Речь идет о попытке Л. П. Берии спасти себя и захватить власть в стране с помощью атомной бомбы.
Это пример первого атомного шантажа, который, к счастью, был предотвращен нашими учеными.
Вся история "Атомного проекта СССР" свидетельствует, что из высшего руководства страны только два человека – Берия и Сталин – были в курсе всех дел, связанных с созданием атомного оружия. Естественно, весь контроль осуществляло ведомство Берии. На каждом участке создания бомбы были его представители. Они возглавляли ПГУ при Совете Министров СССР, они следили за всеми, кто работал в "Проекте". И не только в закрытых городах, но и во всех НИИ и КБ, имеющих какое-то отношение к работам по бомбе, находились специальные "уполномоченные" – это были глаза и уши Берии. "От блеска генеральских звезд слепнут наши глаза" – строка неизвестного поэта-физика донесла до нашего времени суть работы ведомства Берии.
Секретность была тотальной. Малейшее упоминание об атомной бомбе, о плутонии, об уране каралось моментально и жестоко.
После смерти Сталина Берия был единственным человеком, который контролировал атомную проблему. Так получилось, но именно в его руках оказалось самое страшное оружие XX века. И он рвался к власти, убежденный, что место Сталина по праву принадлежит ему.
Он догадывался, что его "соратники по власти" попытаются отстранить его, но считал их слабаками. Самоуверенность и стоила ему жизни. Перед самым арестом он успел передать приказ своим генералам: доставить в Москву термоядерную бомбу. Ту, что изготовляется сейчас…
Анатолий Петрович Александров рассказывал:
– Вдруг в какой-то момент меня и многих других отправляют в то место, где изготовляется оружие. С таким заданием, что вот подходит срок сдачи – и что-то не ладится. Это было летом 53-го года… Мы приехали туда, стали разбираться, оказалась довольно интересная вещь. Что, попросту говоря, детали, спрессованные из гидридов в нужной комбинации, из-за того, что тритий-то радиоактивный, меняют свои размеры. Они пухнут и так далее. В общем, нужно было переходить на какие-то новые идеи. И над нами страшно сидели генералы, которых прислал тогда Берия, и нам было дано строгое задание работу эту моментально закончить, передать первый образец оружия этим генералам. И вдруг, в какой-то день, Курчатов звонит Берии, но его нет. Курчатов должен был каждый день два раза докладывать Берии, как обстоит дело. И он докладывал словами, так сказать, условными всякими. Хоть это было по ВЧ. Курчатов звонит – Берии нет. Он звонит его помощнику Махневу – его нет. Вдруг все генералы начинают быстренько исчезать. Нам приносят газету – спектакль в Большом театре, правительство сидит в ложе, среди них Берии нет. Какие-то слухи, какие-то странные переговоры. В общем, мы нашей технической стороной занимаемся, а уже сдавать-то некому эту штуку. Прессинг прошел. Мы были посланы туда с четким поручением – закончить работу очень быстро и передать готовое изделие этим генералам. Вот у меня такое впечатление получилось, что Берия хотел использовать эту подконтрольную ему бомбу для шантажа. И не только у меня – у Курчатова тоже было такое же впечатление, потому что мы по этому поводу с ним говорили, прогуливаясь там в садике…

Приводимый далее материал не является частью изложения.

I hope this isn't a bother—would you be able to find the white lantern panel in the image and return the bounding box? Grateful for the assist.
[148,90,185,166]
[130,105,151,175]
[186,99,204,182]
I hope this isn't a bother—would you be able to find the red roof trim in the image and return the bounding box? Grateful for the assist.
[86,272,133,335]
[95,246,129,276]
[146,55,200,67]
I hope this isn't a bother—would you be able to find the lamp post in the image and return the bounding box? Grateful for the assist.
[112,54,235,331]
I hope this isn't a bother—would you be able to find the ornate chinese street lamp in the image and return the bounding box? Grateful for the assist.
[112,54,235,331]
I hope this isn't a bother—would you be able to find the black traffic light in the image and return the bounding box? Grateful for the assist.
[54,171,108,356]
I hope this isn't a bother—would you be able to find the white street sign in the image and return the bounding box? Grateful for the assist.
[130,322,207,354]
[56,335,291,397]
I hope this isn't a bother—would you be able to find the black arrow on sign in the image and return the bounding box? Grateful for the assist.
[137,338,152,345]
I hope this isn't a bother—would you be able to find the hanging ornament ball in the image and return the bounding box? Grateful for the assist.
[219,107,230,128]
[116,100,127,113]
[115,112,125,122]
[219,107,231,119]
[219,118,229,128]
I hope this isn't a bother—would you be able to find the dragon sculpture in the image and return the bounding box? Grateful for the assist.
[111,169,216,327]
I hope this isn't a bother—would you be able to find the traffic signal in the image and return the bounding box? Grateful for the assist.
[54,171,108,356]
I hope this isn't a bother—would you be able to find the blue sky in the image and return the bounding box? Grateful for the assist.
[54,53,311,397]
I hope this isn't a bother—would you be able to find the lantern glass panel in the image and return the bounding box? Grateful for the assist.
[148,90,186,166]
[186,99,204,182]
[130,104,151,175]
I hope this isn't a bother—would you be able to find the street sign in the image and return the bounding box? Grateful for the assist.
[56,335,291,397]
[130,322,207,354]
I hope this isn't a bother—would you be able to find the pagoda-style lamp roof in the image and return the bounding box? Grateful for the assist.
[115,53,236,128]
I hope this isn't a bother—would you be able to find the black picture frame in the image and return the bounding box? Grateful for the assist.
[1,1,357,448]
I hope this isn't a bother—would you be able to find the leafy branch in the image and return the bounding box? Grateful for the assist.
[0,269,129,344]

Некоторые факты подтверждают догадку Александрова и Курчатова. О том, что Берия лично, без консультации с другими членами правительства и без санкции председателя Совета Министров СССР Г. Маленкова, отдал распоряжение об изготовлении первого образца водородной бомбы (знаменитой "слойки" Сахарова), упоминал в своей "обличительной" речи Маленков. Берия перечеркнул проект Постановления СМ СССР, которое традиционно для таких случаев было подготовлено, и сказал, что его подписи вполне достаточно. Очевидно, он был убежден, что именно он станет во главе государства.

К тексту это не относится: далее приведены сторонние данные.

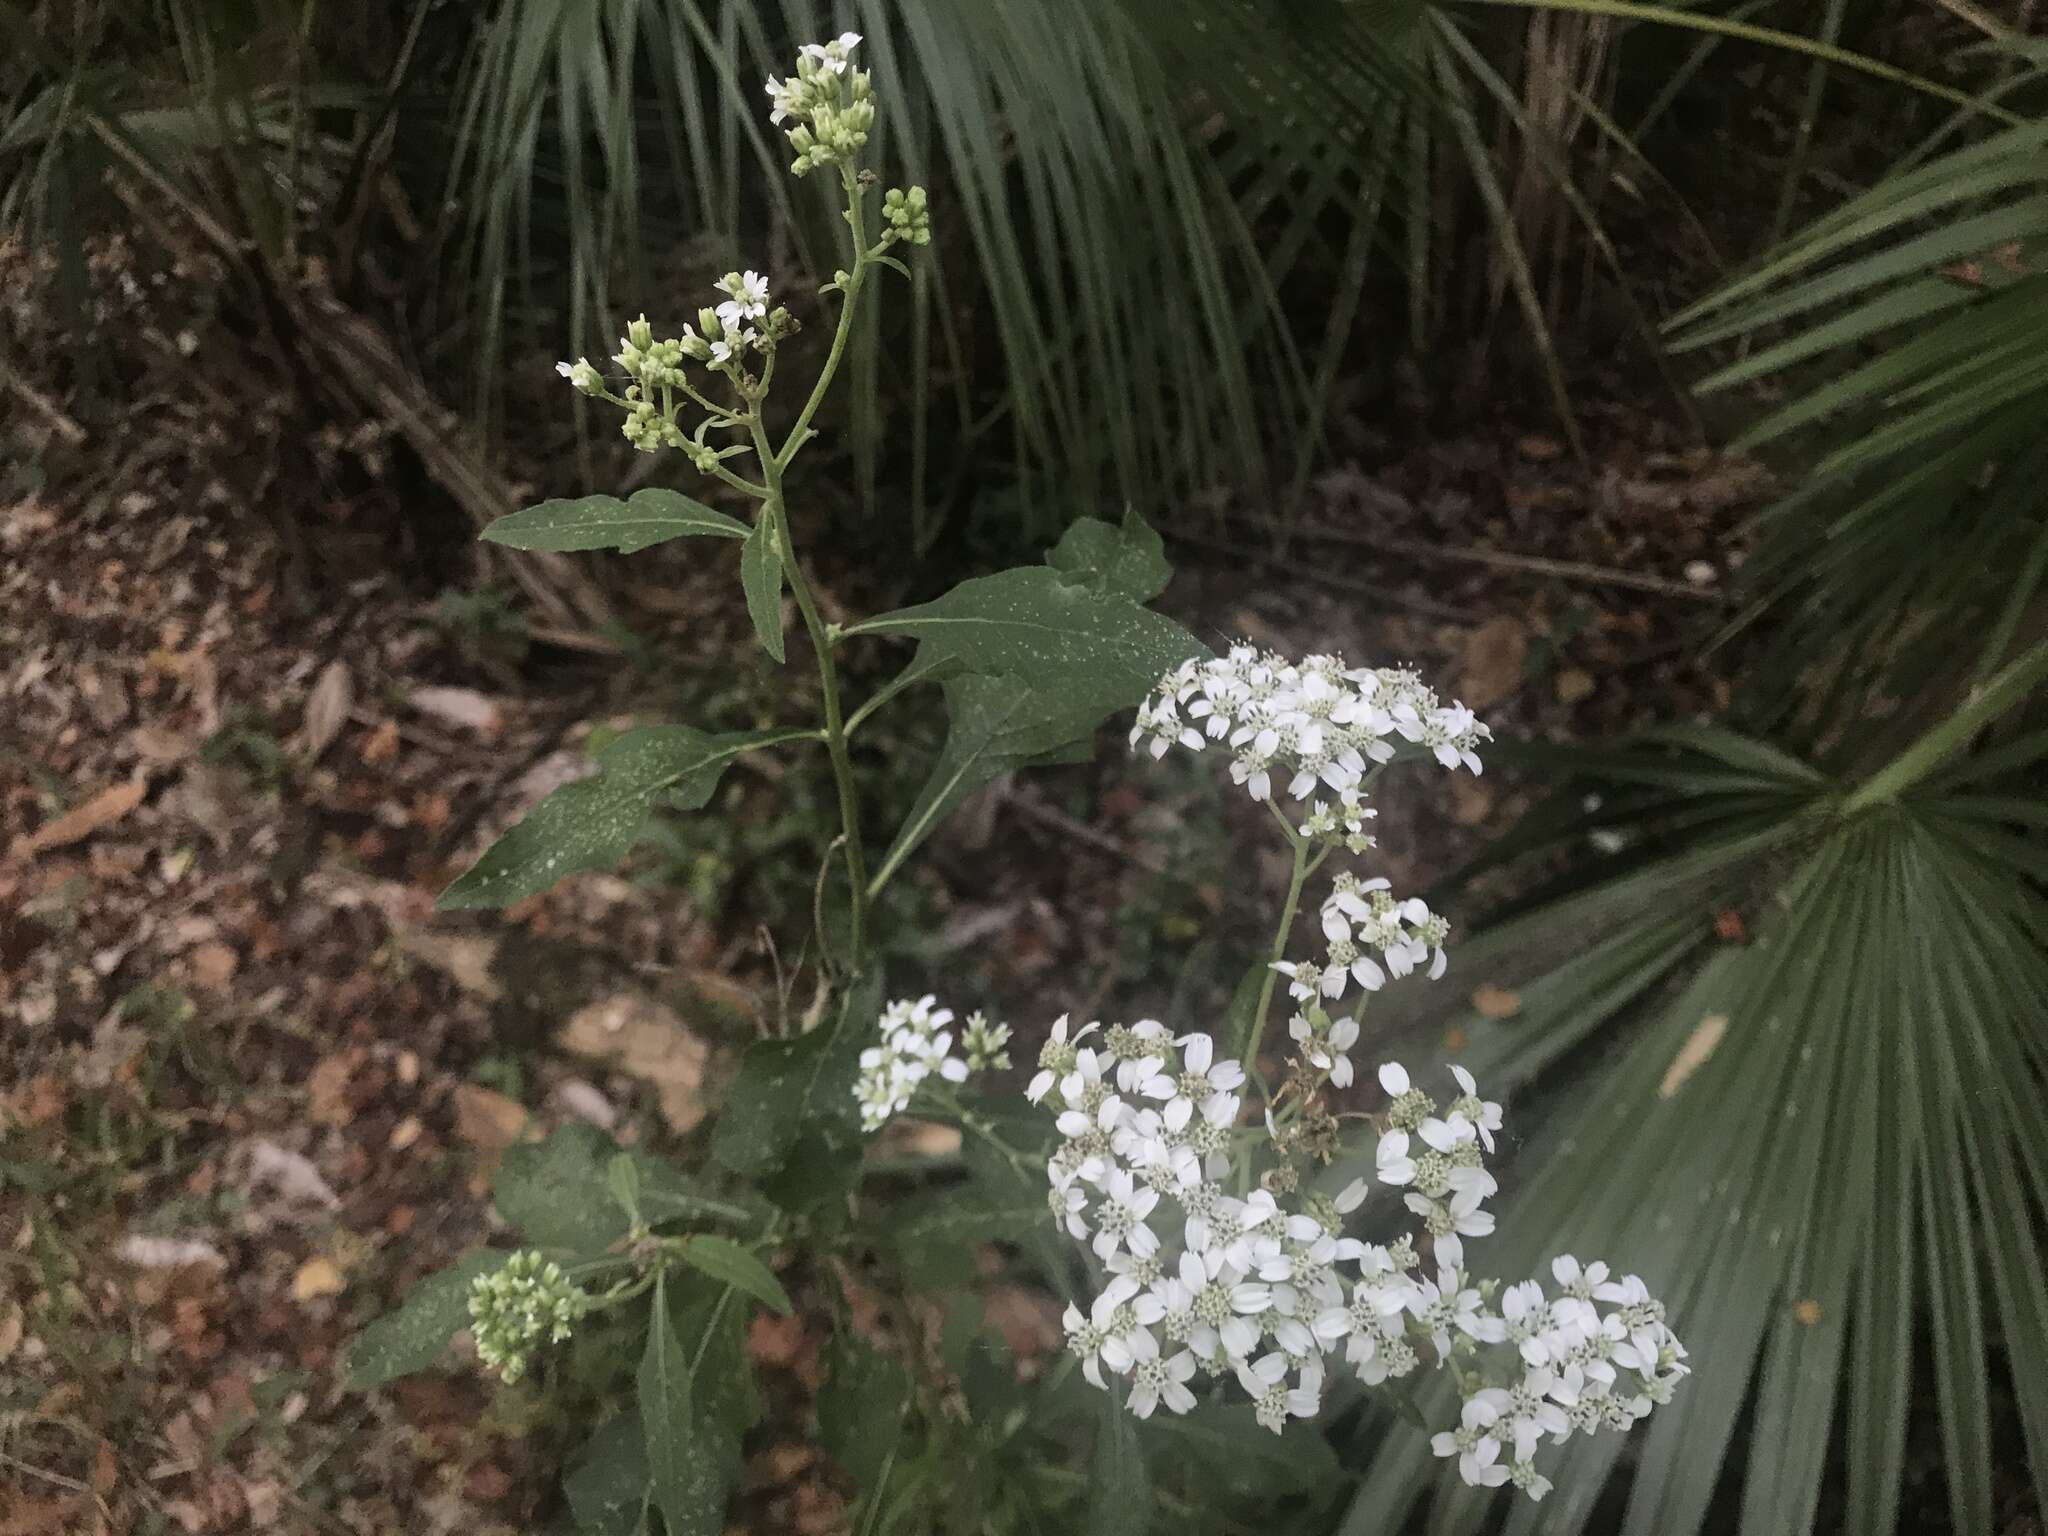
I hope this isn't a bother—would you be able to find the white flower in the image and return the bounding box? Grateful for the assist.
[1500,1280,1557,1367]
[1448,1064,1503,1151]
[1126,1348,1198,1418]
[716,269,771,320]
[799,31,863,73]
[1376,1130,1416,1186]
[1235,1352,1324,1434]
[1026,1014,1097,1103]
[1090,1167,1161,1262]
[1432,1392,1512,1487]
[1378,1061,1410,1095]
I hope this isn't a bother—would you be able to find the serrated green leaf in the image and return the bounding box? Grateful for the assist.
[641,1273,722,1536]
[1088,1391,1152,1535]
[344,1249,507,1389]
[676,1236,791,1316]
[843,565,1205,707]
[1046,508,1171,601]
[816,1334,910,1496]
[494,1123,632,1253]
[563,1411,650,1536]
[712,974,881,1179]
[740,519,785,663]
[438,726,804,909]
[481,489,750,554]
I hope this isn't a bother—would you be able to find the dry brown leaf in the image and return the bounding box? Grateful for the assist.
[452,1082,530,1152]
[0,1299,22,1362]
[1555,668,1596,705]
[1470,984,1521,1020]
[116,1234,226,1271]
[1793,1298,1823,1326]
[873,1118,963,1159]
[189,940,238,989]
[557,993,711,1134]
[1458,617,1527,711]
[360,718,400,765]
[290,1256,345,1302]
[1658,1012,1729,1099]
[10,776,146,861]
[1517,433,1564,462]
[302,659,353,761]
[305,1052,361,1127]
[410,685,503,738]
[389,925,501,1000]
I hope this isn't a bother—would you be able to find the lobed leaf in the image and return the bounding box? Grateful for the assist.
[481,488,750,553]
[844,565,1205,709]
[1044,507,1172,602]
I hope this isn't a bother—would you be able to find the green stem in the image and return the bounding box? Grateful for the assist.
[752,421,870,965]
[1239,803,1324,1085]
[777,166,872,469]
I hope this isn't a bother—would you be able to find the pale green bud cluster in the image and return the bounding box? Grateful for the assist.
[961,1010,1013,1072]
[763,33,875,178]
[880,186,931,246]
[468,1250,588,1384]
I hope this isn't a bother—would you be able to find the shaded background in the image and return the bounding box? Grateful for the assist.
[3,2,2045,1534]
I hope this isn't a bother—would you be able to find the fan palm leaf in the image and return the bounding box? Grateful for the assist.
[1328,643,2048,1536]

Берия был расстрелян. А вскоре чудовищный термоядерный взрыв на Семипалатинском полигоне осенью 1953 года стал своеобразным салютом памяти руководителю "Атомного проекта СССР"…
…Президент АН СССР А.П. Александров взял меня на борт самолета, на котором он летел с Байконура. Анатолий Петрович впервые видел, как стартует ракета (на орбитальную станцию "Салют-6" ушел на работу интернациональный экипаж), и это зрелище произвело на него большое впечатление.
Во время интервью я задал, оказывается, бестактный вопрос:
– Неужели старт ракеты поражает больше, чем ядерный взрыв?
– Я не был на испытаниях оружия, – ответил ученый.
– Не может быть?! – не удержался я.
– Почему же? – теперь пришла очередь удивляться академику. – Мы были воспитаны так, что не следует лезть не в свое дело. АП конструкция оружия, его испытания – не мое дело, это ведь не реакторы. Хотя, не буду скрывать, хотелось посмотреть своими глазами и на это чудище…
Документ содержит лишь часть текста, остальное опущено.